Oral Presentation Society of Environmental Toxicology and Chemistry Australasia 2021

Combining Surface Enhanced Raman Spectroscopy and DFT for detection of pharmaceutical pollutants in the aquatic environment (#132)

Timothy TO Ong 1 , Jiri JK Kessler 2 , Ewan EB Blanch 1 , Oliver OJ Jones 1
  1. RMIT University, Melbourne, VIC, Australia
  2. Institute of Organic Chemistry and Biochemistry, The Czech Academy of Sciences, Prague, Czech Republic

Environmental pollution is usually monitored via mass spectrometry-based methods which are sensitive but have several disadvantages. The instruments themselves are expensive, require specialized training to use and cannot be taken into the field, while samples require extensive pre-treatment and processing prior to analysis. Analytical methods which match the sensitivity of mass spectrometry but could be deployed in-situ and require minimal sample processing would be desirable. We propose Surface Enhanced Raman Spectroscopy (SERS) as a method able to meet these requirements. SERS is a surface-sensitive technique that enhances Raman scattering by utilising rough metal surfaces or by nanostructures such gold or silver nanoparticles. SERS gives selective spectral enhancement; increases in sensitivity of 104 to 108 are commonly reported.

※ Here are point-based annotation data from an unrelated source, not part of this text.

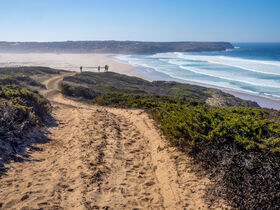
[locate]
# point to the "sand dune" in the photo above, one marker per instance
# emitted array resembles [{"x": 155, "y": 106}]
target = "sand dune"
[
  {"x": 102, "y": 158},
  {"x": 71, "y": 62}
]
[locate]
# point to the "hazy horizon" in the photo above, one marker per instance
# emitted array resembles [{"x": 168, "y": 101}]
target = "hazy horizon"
[{"x": 85, "y": 20}]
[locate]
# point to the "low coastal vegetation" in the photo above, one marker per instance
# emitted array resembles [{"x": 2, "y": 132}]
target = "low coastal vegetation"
[
  {"x": 21, "y": 109},
  {"x": 239, "y": 146},
  {"x": 237, "y": 143},
  {"x": 88, "y": 85}
]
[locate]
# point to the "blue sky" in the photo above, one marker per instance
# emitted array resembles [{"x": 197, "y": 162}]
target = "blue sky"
[{"x": 144, "y": 20}]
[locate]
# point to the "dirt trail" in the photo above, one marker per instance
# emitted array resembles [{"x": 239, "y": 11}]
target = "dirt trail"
[{"x": 101, "y": 158}]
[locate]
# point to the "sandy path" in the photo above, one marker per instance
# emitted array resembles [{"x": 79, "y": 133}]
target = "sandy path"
[{"x": 101, "y": 158}]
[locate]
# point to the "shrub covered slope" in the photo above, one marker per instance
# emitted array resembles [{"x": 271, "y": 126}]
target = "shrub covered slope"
[
  {"x": 21, "y": 109},
  {"x": 88, "y": 85},
  {"x": 239, "y": 146}
]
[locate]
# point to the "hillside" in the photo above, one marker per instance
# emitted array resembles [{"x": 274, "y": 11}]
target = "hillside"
[
  {"x": 132, "y": 144},
  {"x": 122, "y": 47},
  {"x": 22, "y": 111},
  {"x": 89, "y": 85}
]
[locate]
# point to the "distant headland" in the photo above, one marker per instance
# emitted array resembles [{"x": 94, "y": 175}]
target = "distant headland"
[{"x": 123, "y": 47}]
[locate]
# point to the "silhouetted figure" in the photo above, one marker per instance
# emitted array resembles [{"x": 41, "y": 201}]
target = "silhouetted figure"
[{"x": 106, "y": 68}]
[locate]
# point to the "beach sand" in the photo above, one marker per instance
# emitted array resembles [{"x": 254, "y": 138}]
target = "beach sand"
[{"x": 72, "y": 62}]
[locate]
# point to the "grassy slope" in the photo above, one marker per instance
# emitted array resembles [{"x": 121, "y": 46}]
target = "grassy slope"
[
  {"x": 239, "y": 146},
  {"x": 21, "y": 108},
  {"x": 89, "y": 85}
]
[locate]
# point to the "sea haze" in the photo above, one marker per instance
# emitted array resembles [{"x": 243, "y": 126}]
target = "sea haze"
[{"x": 251, "y": 68}]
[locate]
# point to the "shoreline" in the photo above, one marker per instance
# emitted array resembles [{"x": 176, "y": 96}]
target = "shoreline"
[{"x": 72, "y": 62}]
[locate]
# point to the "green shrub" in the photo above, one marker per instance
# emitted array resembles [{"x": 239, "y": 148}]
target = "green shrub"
[{"x": 239, "y": 146}]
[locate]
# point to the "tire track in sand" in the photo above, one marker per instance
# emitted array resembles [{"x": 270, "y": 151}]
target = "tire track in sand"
[{"x": 101, "y": 158}]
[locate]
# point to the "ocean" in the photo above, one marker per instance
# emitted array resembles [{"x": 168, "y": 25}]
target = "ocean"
[{"x": 252, "y": 68}]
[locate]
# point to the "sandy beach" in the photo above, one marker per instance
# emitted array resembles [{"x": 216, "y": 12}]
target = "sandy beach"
[{"x": 72, "y": 62}]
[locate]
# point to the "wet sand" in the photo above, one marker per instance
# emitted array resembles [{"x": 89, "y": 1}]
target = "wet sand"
[{"x": 72, "y": 62}]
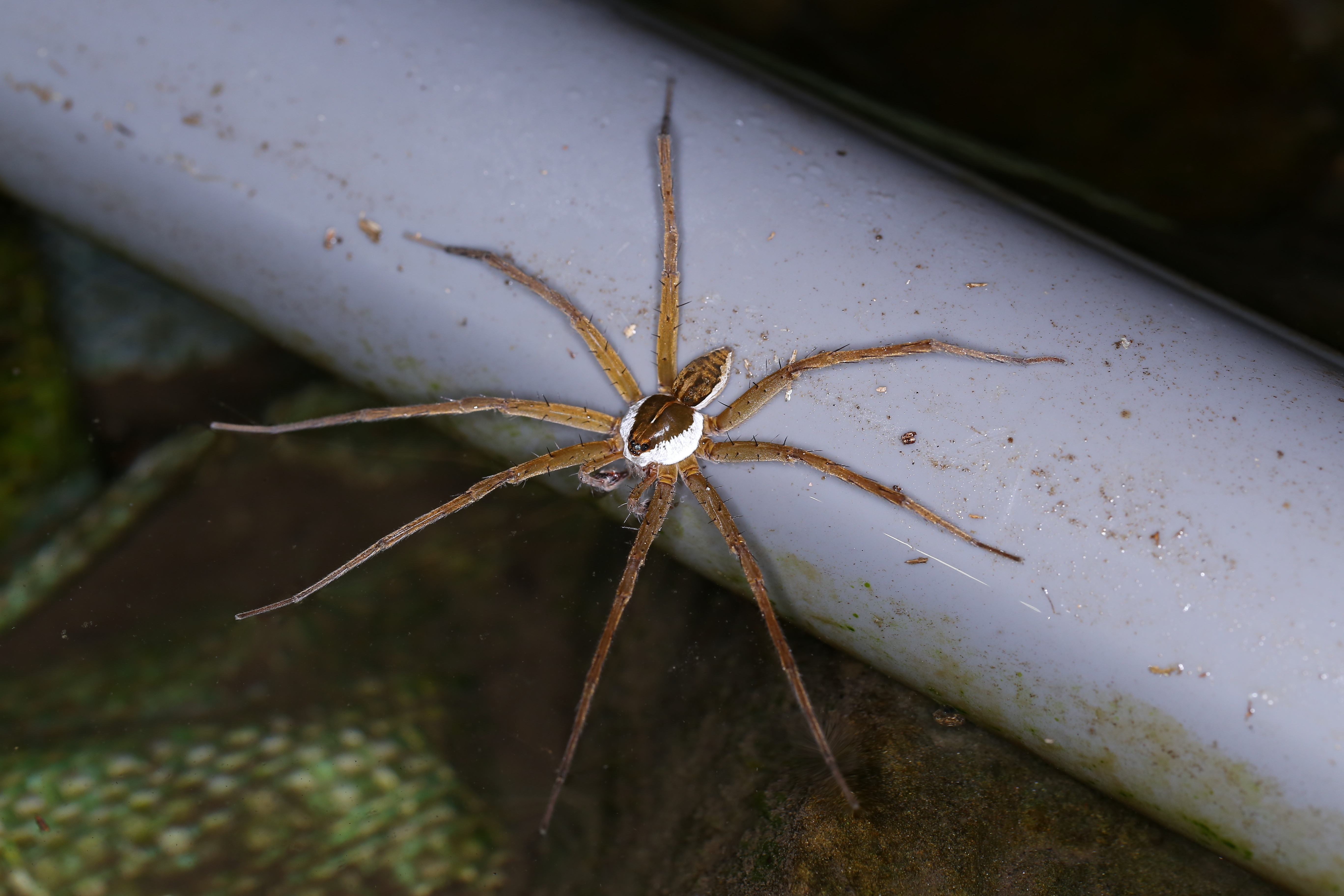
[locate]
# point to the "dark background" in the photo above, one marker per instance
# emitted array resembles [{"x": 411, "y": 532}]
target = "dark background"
[{"x": 1219, "y": 123}]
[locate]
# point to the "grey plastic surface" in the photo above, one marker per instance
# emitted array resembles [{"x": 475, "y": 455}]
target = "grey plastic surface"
[{"x": 1174, "y": 636}]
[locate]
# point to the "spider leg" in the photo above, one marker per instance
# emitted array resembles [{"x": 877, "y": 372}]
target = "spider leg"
[
  {"x": 643, "y": 541},
  {"x": 603, "y": 350},
  {"x": 557, "y": 460},
  {"x": 741, "y": 452},
  {"x": 718, "y": 512},
  {"x": 573, "y": 416},
  {"x": 669, "y": 311},
  {"x": 764, "y": 390}
]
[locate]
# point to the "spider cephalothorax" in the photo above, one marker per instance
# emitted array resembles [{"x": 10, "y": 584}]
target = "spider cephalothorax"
[
  {"x": 667, "y": 428},
  {"x": 663, "y": 437}
]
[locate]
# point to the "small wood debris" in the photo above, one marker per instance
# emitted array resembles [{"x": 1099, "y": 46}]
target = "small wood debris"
[
  {"x": 372, "y": 229},
  {"x": 948, "y": 716}
]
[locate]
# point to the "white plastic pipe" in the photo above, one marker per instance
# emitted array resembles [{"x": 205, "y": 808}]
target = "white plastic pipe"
[{"x": 1175, "y": 632}]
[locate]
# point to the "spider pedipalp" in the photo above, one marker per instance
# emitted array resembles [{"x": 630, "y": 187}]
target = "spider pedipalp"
[{"x": 663, "y": 438}]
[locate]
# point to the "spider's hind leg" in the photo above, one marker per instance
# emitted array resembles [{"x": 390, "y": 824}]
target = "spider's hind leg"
[{"x": 755, "y": 452}]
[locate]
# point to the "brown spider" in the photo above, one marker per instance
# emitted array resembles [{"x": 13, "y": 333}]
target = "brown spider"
[{"x": 660, "y": 437}]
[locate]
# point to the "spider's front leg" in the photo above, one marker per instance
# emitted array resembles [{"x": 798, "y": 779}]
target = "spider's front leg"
[{"x": 761, "y": 393}]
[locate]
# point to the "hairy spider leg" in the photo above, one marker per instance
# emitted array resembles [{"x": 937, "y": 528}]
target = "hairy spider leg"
[
  {"x": 654, "y": 519},
  {"x": 669, "y": 311},
  {"x": 718, "y": 512},
  {"x": 557, "y": 460},
  {"x": 603, "y": 351},
  {"x": 746, "y": 452},
  {"x": 580, "y": 418},
  {"x": 764, "y": 390}
]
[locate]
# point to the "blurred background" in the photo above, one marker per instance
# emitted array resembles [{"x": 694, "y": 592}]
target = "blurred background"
[{"x": 1204, "y": 135}]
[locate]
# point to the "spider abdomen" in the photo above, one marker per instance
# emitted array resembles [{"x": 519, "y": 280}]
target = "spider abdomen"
[{"x": 660, "y": 429}]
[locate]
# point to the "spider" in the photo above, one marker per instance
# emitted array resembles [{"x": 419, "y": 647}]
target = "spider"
[{"x": 662, "y": 438}]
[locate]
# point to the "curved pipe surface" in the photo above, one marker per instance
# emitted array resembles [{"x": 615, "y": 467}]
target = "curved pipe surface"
[{"x": 1175, "y": 632}]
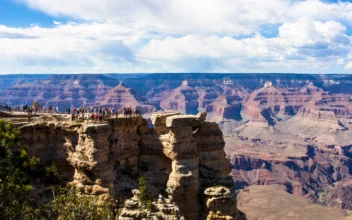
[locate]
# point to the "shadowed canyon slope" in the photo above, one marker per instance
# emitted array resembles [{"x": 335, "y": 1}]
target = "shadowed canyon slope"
[{"x": 294, "y": 130}]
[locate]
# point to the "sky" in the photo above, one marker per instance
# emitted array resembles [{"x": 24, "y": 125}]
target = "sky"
[{"x": 152, "y": 36}]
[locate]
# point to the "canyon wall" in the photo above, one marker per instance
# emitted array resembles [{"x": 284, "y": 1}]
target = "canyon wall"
[{"x": 181, "y": 156}]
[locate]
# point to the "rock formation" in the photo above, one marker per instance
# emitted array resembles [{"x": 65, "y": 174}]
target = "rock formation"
[
  {"x": 181, "y": 156},
  {"x": 257, "y": 204}
]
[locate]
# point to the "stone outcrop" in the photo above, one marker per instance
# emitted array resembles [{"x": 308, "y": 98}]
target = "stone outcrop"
[
  {"x": 181, "y": 156},
  {"x": 162, "y": 208}
]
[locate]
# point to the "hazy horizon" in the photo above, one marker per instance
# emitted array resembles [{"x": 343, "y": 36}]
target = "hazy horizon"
[{"x": 153, "y": 36}]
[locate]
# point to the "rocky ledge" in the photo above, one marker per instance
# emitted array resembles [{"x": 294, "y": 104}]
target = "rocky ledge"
[{"x": 180, "y": 156}]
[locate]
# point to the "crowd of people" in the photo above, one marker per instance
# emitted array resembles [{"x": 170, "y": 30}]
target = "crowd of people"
[{"x": 83, "y": 113}]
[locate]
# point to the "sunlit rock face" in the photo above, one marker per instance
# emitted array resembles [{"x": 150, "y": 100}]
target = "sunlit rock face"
[{"x": 180, "y": 157}]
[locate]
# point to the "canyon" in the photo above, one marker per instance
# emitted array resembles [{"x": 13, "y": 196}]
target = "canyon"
[
  {"x": 182, "y": 158},
  {"x": 290, "y": 131}
]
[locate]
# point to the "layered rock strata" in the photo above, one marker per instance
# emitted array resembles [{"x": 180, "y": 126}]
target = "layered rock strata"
[{"x": 180, "y": 156}]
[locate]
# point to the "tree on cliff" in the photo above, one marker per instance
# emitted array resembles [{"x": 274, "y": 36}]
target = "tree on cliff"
[
  {"x": 16, "y": 169},
  {"x": 36, "y": 104}
]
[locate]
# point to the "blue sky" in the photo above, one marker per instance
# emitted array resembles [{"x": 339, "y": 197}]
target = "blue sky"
[{"x": 131, "y": 36}]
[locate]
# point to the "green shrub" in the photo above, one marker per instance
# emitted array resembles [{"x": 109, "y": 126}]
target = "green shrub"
[
  {"x": 150, "y": 206},
  {"x": 52, "y": 174},
  {"x": 17, "y": 169}
]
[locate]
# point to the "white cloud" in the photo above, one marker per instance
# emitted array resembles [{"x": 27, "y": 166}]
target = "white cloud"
[
  {"x": 349, "y": 66},
  {"x": 180, "y": 35}
]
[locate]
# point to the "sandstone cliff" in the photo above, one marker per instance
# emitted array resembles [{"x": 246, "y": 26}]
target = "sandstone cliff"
[{"x": 180, "y": 156}]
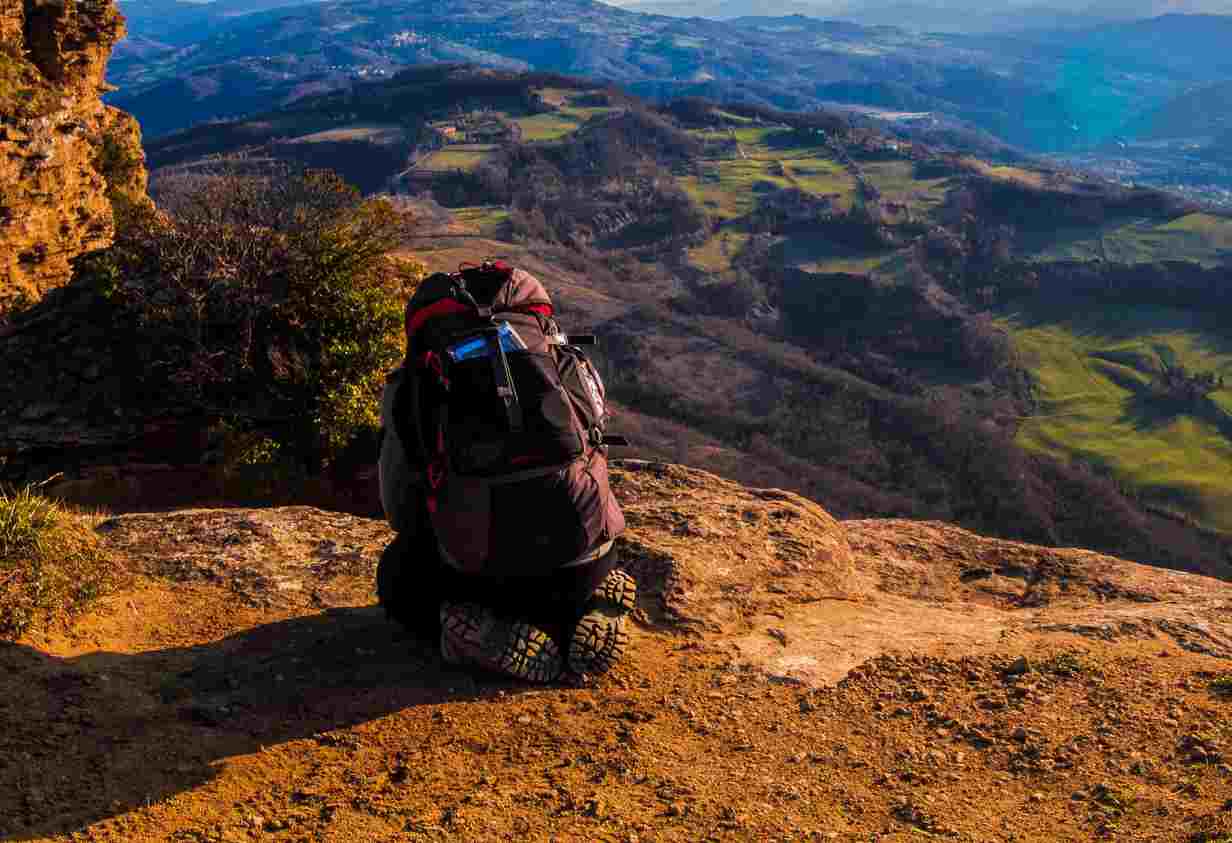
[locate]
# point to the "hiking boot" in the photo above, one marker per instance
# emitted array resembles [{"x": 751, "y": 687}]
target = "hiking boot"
[
  {"x": 601, "y": 636},
  {"x": 473, "y": 635}
]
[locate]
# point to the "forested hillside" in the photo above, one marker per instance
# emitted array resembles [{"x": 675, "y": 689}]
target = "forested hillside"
[{"x": 792, "y": 301}]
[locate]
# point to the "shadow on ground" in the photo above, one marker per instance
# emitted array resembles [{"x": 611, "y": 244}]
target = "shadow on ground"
[{"x": 93, "y": 737}]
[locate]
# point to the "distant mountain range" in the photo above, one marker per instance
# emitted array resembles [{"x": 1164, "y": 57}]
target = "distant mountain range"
[
  {"x": 1052, "y": 91},
  {"x": 970, "y": 16}
]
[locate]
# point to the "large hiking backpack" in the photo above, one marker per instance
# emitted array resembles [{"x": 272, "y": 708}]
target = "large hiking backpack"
[{"x": 508, "y": 418}]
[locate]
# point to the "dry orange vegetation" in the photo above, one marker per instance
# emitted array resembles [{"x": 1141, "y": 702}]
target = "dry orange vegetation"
[{"x": 792, "y": 678}]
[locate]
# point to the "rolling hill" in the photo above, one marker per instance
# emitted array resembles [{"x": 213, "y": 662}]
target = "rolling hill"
[
  {"x": 1029, "y": 91},
  {"x": 800, "y": 301}
]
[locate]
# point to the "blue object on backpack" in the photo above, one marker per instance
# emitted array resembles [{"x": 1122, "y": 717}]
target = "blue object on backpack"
[{"x": 478, "y": 346}]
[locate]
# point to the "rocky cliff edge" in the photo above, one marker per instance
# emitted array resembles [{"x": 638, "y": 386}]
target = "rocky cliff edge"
[
  {"x": 63, "y": 154},
  {"x": 791, "y": 678}
]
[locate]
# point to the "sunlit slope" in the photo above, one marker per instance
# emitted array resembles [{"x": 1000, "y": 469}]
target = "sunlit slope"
[
  {"x": 1095, "y": 370},
  {"x": 1198, "y": 237}
]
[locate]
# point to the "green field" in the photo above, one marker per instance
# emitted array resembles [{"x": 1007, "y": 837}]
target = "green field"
[
  {"x": 729, "y": 189},
  {"x": 1198, "y": 237},
  {"x": 813, "y": 253},
  {"x": 487, "y": 219},
  {"x": 551, "y": 126},
  {"x": 1093, "y": 370},
  {"x": 371, "y": 133},
  {"x": 715, "y": 255},
  {"x": 458, "y": 157},
  {"x": 897, "y": 183},
  {"x": 822, "y": 176}
]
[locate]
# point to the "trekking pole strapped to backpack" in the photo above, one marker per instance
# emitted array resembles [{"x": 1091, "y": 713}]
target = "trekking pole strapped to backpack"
[{"x": 508, "y": 417}]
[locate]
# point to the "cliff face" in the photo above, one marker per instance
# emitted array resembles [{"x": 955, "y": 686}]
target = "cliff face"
[{"x": 63, "y": 153}]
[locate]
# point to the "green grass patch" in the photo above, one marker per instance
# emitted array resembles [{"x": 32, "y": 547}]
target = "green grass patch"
[
  {"x": 458, "y": 157},
  {"x": 52, "y": 566},
  {"x": 813, "y": 253},
  {"x": 551, "y": 126},
  {"x": 1094, "y": 370},
  {"x": 731, "y": 189},
  {"x": 734, "y": 118},
  {"x": 716, "y": 254},
  {"x": 487, "y": 219},
  {"x": 1198, "y": 237},
  {"x": 897, "y": 183},
  {"x": 821, "y": 176},
  {"x": 370, "y": 133}
]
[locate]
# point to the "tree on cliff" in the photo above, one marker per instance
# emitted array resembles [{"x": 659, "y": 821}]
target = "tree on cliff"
[{"x": 274, "y": 300}]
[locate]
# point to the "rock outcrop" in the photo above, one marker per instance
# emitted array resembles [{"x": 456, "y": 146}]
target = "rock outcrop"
[
  {"x": 63, "y": 153},
  {"x": 791, "y": 678}
]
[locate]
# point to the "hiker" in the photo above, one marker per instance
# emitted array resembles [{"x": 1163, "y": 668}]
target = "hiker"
[{"x": 494, "y": 476}]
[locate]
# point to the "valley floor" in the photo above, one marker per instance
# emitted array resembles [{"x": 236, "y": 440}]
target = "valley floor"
[{"x": 792, "y": 678}]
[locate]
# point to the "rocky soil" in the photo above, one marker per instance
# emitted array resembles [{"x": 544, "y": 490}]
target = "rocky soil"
[{"x": 792, "y": 678}]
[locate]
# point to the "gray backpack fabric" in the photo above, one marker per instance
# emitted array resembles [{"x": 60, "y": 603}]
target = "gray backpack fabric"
[{"x": 500, "y": 422}]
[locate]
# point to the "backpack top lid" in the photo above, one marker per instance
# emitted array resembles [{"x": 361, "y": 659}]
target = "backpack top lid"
[{"x": 490, "y": 284}]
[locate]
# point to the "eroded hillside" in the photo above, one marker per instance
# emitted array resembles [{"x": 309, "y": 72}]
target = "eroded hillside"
[{"x": 792, "y": 677}]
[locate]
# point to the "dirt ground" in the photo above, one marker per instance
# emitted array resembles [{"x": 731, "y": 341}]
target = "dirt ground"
[{"x": 792, "y": 678}]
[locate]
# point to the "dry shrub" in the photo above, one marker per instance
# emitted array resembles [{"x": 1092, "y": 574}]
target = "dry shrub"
[{"x": 52, "y": 565}]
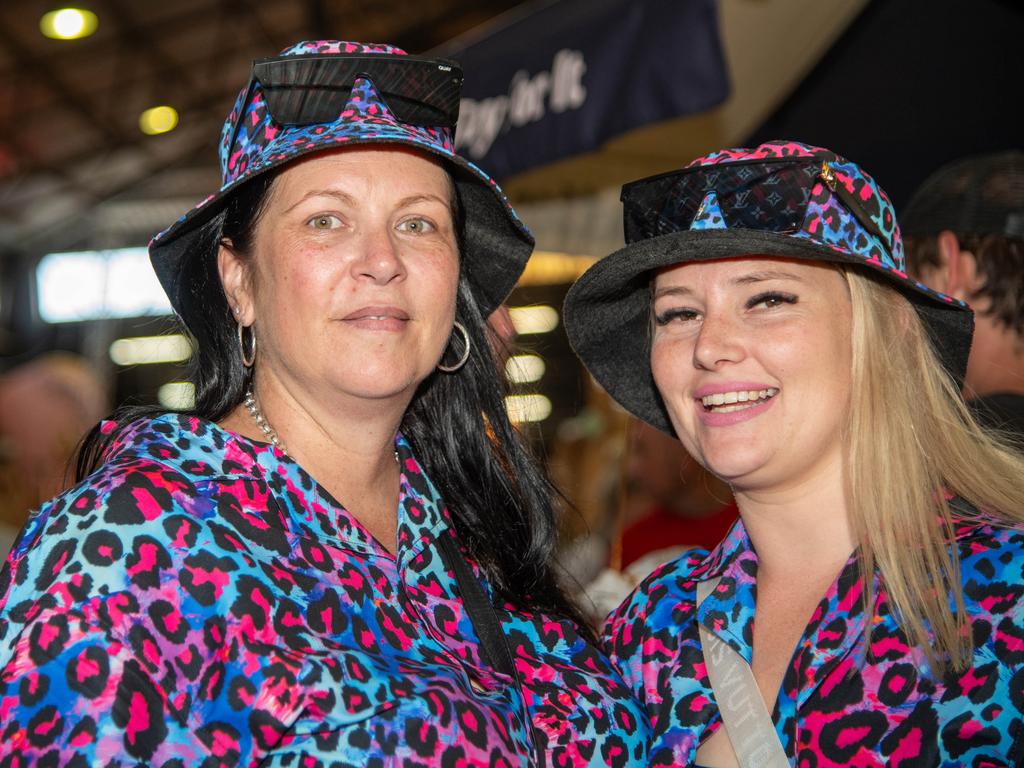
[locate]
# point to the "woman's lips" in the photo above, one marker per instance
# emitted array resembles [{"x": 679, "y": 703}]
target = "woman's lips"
[
  {"x": 377, "y": 318},
  {"x": 732, "y": 402}
]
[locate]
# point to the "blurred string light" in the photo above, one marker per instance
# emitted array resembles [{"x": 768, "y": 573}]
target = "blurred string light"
[
  {"x": 524, "y": 369},
  {"x": 177, "y": 395},
  {"x": 539, "y": 318},
  {"x": 527, "y": 408},
  {"x": 94, "y": 285},
  {"x": 69, "y": 24},
  {"x": 144, "y": 350},
  {"x": 158, "y": 120}
]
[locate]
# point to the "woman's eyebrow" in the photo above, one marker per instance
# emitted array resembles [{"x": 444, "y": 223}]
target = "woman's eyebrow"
[
  {"x": 344, "y": 198},
  {"x": 672, "y": 291},
  {"x": 766, "y": 274},
  {"x": 424, "y": 198}
]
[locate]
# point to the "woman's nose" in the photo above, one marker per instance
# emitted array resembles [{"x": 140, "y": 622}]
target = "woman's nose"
[
  {"x": 378, "y": 259},
  {"x": 719, "y": 342}
]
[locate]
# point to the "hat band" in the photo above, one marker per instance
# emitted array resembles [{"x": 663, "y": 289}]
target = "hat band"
[
  {"x": 765, "y": 196},
  {"x": 314, "y": 89}
]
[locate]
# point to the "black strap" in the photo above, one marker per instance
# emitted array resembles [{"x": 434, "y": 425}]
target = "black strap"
[
  {"x": 488, "y": 628},
  {"x": 481, "y": 612}
]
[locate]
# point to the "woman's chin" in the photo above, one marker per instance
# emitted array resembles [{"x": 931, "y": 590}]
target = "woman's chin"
[{"x": 378, "y": 383}]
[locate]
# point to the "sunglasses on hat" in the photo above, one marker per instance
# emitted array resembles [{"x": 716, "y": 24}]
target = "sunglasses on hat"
[
  {"x": 306, "y": 90},
  {"x": 762, "y": 195}
]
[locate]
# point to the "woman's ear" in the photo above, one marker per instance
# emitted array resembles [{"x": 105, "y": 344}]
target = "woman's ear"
[
  {"x": 236, "y": 279},
  {"x": 958, "y": 268}
]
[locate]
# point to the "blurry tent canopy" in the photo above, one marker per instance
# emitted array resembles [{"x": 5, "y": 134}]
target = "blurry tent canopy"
[{"x": 553, "y": 80}]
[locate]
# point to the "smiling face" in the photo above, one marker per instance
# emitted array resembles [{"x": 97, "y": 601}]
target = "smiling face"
[
  {"x": 752, "y": 357},
  {"x": 351, "y": 282}
]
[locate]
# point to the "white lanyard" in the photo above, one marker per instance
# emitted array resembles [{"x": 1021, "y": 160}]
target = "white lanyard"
[{"x": 747, "y": 720}]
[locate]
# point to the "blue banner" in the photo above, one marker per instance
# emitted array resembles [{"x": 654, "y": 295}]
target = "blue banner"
[{"x": 567, "y": 76}]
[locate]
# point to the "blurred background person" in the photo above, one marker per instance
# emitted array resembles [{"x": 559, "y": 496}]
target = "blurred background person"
[
  {"x": 665, "y": 504},
  {"x": 672, "y": 503},
  {"x": 46, "y": 407},
  {"x": 965, "y": 238}
]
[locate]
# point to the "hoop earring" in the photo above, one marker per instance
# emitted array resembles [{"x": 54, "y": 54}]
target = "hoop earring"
[
  {"x": 247, "y": 359},
  {"x": 465, "y": 352}
]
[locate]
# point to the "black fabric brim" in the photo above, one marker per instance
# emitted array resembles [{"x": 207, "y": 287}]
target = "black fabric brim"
[
  {"x": 607, "y": 311},
  {"x": 496, "y": 245}
]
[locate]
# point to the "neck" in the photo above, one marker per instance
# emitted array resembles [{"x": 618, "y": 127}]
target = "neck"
[
  {"x": 347, "y": 443},
  {"x": 699, "y": 497},
  {"x": 799, "y": 528}
]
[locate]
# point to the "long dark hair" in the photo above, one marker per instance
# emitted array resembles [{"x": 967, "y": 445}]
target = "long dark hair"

We demonstrate the development of SERS methodology for the detection of pharmaceuticals in aquatic systems. Citrate reduced gold nanoparticles were used as the SERS substrate, with detection in the ppm range for a variety of commonly prescribed pharmaceuticals. Our current results show that SERS can detect the pharmaceuticals down to 1ppm concentration in treated wastewater samples. We have also generated spectra with enough detail to discern between pharmaceuticals with similar molecular structures.


In collaboration with Charles University, Prague, we use a novel DFT model to predict the SERS response for pharmaceuticals dependent on its molecular orientation on the substrate surface. To our knowledge, modelling this level of complexity of interaction has not been reported previously. The aim of this collaborative project is to develop a model that can accurately predict SERS responses for a chosen analyte and to better interpret experimental SERS data. Our preliminary models show that for Paracetamol, the amide group of the Paracetamol molecule is in close proximity to the AuNP surface. The preliminary computational models have shown that we can predict SERS activity of pharmaceutical pollutants in environmental contexts.